Das Bild der sozial engagierten "Superfrau" überfordert viele

Politiker sollten die gewaltfreie Protestkultur in Stuttgart schätzen, sie sei ein Ausdruck des sozialen Engagements. "Engagierte Menschen eignen sich das Gemeinwesen neu an und Politiker und Politikerinnen sollten sich darüber mehr als freuen, wenn ihre Verfahren, ihre Institutionen mit Leben gefüllt werden", sagte die Vizepräsidentin des Deutschen Bundestages und Präses der Synode der Evangelischen Kirche in Deutschland, Katrin Göring-Eckardt, beim Politischen Nachtgebet in der Stuttgarter Hospitalkirche.

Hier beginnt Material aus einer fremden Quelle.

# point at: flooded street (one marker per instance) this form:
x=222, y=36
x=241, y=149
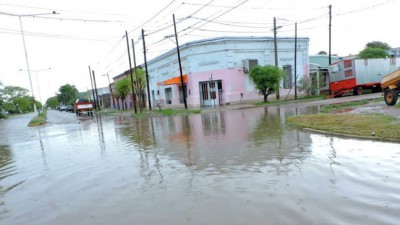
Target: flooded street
x=225, y=167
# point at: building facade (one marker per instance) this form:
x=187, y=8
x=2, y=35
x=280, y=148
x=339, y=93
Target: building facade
x=215, y=71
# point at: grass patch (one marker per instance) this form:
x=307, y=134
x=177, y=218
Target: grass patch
x=38, y=120
x=170, y=112
x=376, y=126
x=333, y=107
x=165, y=112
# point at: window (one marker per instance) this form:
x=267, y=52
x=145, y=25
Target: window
x=287, y=80
x=249, y=64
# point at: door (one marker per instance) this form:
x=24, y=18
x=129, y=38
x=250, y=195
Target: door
x=168, y=96
x=210, y=93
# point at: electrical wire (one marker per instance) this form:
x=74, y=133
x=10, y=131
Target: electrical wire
x=151, y=18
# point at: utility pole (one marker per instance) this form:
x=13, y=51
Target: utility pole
x=109, y=85
x=330, y=44
x=91, y=83
x=97, y=94
x=147, y=72
x=130, y=69
x=330, y=34
x=137, y=79
x=180, y=65
x=295, y=61
x=276, y=57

In einer zunehmend "durchökonomisierten" Welt sehnten sich Menschen nach einer Sphäre, in der nicht immer nach Wert und Gegenwert gefragt werde, in der es nicht um den persönlichen Profit gehe. Das mache freiwilliges, soziales Engagement heute für Menschen attraktiv. Viele Menschen wollten sich allerdings nicht mehr auf unbestimmte Zeit verpflichten, wie beim klassischen Ehrenamt, sondern sich gelegentlich engagieren. Alle Formen des Engagements verdienten Anerkennung, auch die "hergebrachten" speziell von Frauen, sagte Katrin Göring-Eckart. Für Chancengleichheit von Frauen in der Arbeitswelt und eine bessere Vereinbarkeit von Familie und Beruf zu kämpfen verstehe sich von selbst.

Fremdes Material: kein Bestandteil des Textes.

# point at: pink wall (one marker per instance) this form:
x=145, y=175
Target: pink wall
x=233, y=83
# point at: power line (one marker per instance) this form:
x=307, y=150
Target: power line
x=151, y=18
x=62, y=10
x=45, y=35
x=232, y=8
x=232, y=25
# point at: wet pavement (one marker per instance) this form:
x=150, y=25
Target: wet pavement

In der Debatte um Frauenpolitik entstehe allerdings das Bild einer "Superfrau", die Karriere macht, sich um Kinder kümmert und sich auch noch sozial engagiert. Damit würden Frauen überfordert, sagte Katrin Göring-Eckart mit Bezug auf das Thema des Abends: "Engagement in Kirche und Staat: Weiblich? Wertvoll? Wirkungslos?"